Despite having 150 varieties of tea on offer, Samantha says there is a pair that consistently prove themselves as customer favourites in Art of Tea’s wholesale and retail trade.
“We have two outstanding teas that are by far our most popular. Our Indian Chai is our best seller to our café clients despite the fact we have about 10 different chai varieties, including three caffeine-free options. It’s loose leaf with real spices and no added flavours, sugars, fillers, or preservatives,” she says.
“Then there’s our Tasmanian Breakfast, which is an incredibly popular alternative to English Breakfast. It’s our highest selling tea for good reason – it brews up to be mid-full strength without the clawing of a higher tannin tea. It can be enjoyed with or without milk, and we’re always receiving feedback about how much customers love it.”
Also included in Art of Tea’s products is its Wildlife Tea range, with a percentage of proceeds of each sale of these teas donated directly to Bonorong Wildlife Hospital – an initiative the company has supported for the past 15 years.
Samantha says handcrafting teas with her own recipes offers a significant point of difference in the service Art of Tea can provide its café partners.
“Like most of my teas, the Indian Chai and Tasmanian Breakfast are my unique recipes developed from years listening to both retail customers and the café industry,” she says.
“The fact we’re an Australian-owned, Tasmanian-made product is an added selling point for cafés that use our tea. It’s like choosing a small, artisanal roaster. You’re getting quality that has had a lot of attention paid to it,” says Samantha.

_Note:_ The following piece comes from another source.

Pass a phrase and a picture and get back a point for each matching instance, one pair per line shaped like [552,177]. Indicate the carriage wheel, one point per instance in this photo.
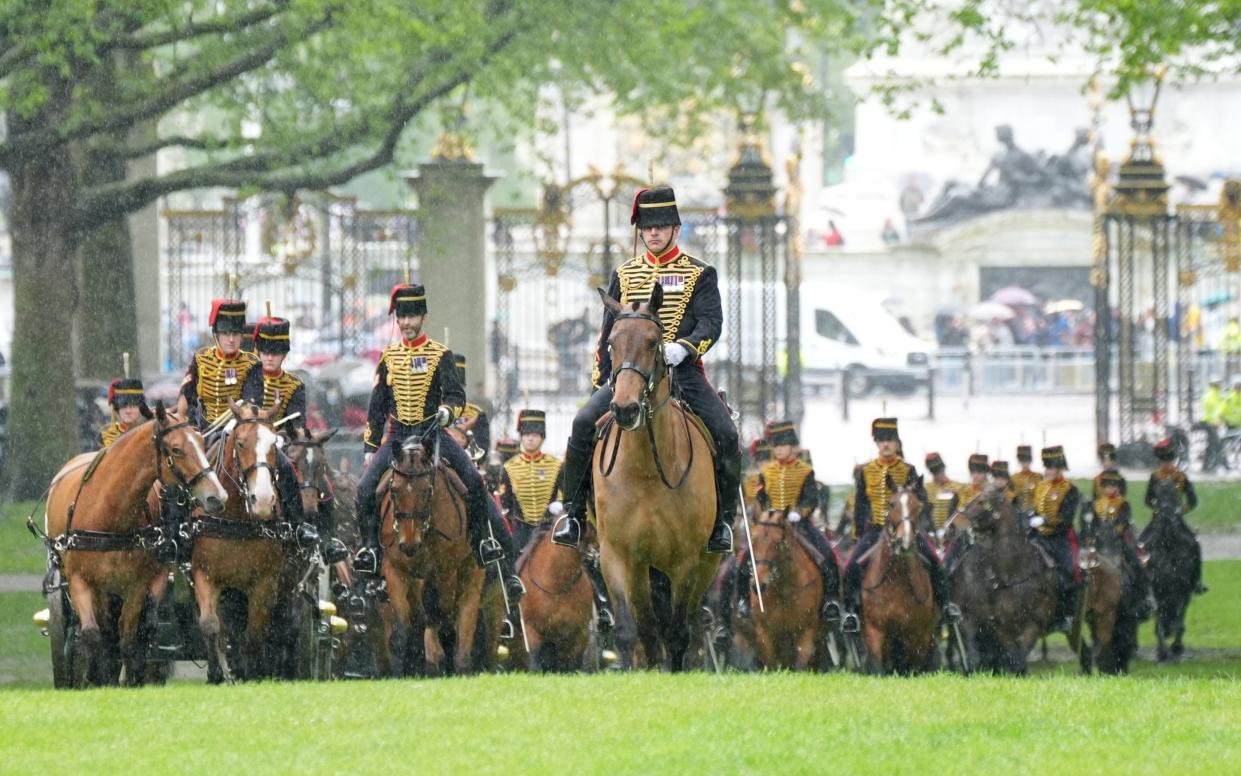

In a time when many Australian businesses are outsourcing key elements like customer service and packaging to second or third parties, Samantha says the Art of Tea team prides themselves on their end-to-end customer service.
The tea leaves, spices, herbs and floral ingredients are all hand blended, packaged, and shipped by the small, all-female Art of Tea team in Kingston, just south of Hobart.
“We’re here to speak to cafés and help them with their needs and are always at the other end of the phone – we’re not a bot or a chat. We’re real, we’re authentic, and we know our teas.
“We have a one-to-one relationship with all our hospitality and retail customers. We speak directly with the cafés and businesses we work with.”
Samantha says that personalised relationship enables fast service, even from Tasmania.
“Although we’re hand-making our products, we send orders out same or next day. Sometimes people on the mainland have a fear that us being in Tasmania means delivery will be slow, but it’s truly not a problem. Our reviews speak volumes about our efficiency and speedy delivery times,” she says.
Given Art of Tea has full control over its own packaging and blends, it is also able to customise its products for cafés to help ensure they further stand out from the crowd.
“We can custom blend a tea for a café and we can create custom labels,” she says.
“For example, if we’re partnered with Red Corner Café, we can package up the box so it has their label and branding on it, so they can retail it to their customers. It’s still our tea and our brand, but it creates a new and unique retail proposition for the café.
“We have customers all over Australia who have been buying tea from us for more than 20 years. Because of that I am fully confident we are producing a high-end product that they love and delivering it to them reliably time and time again.”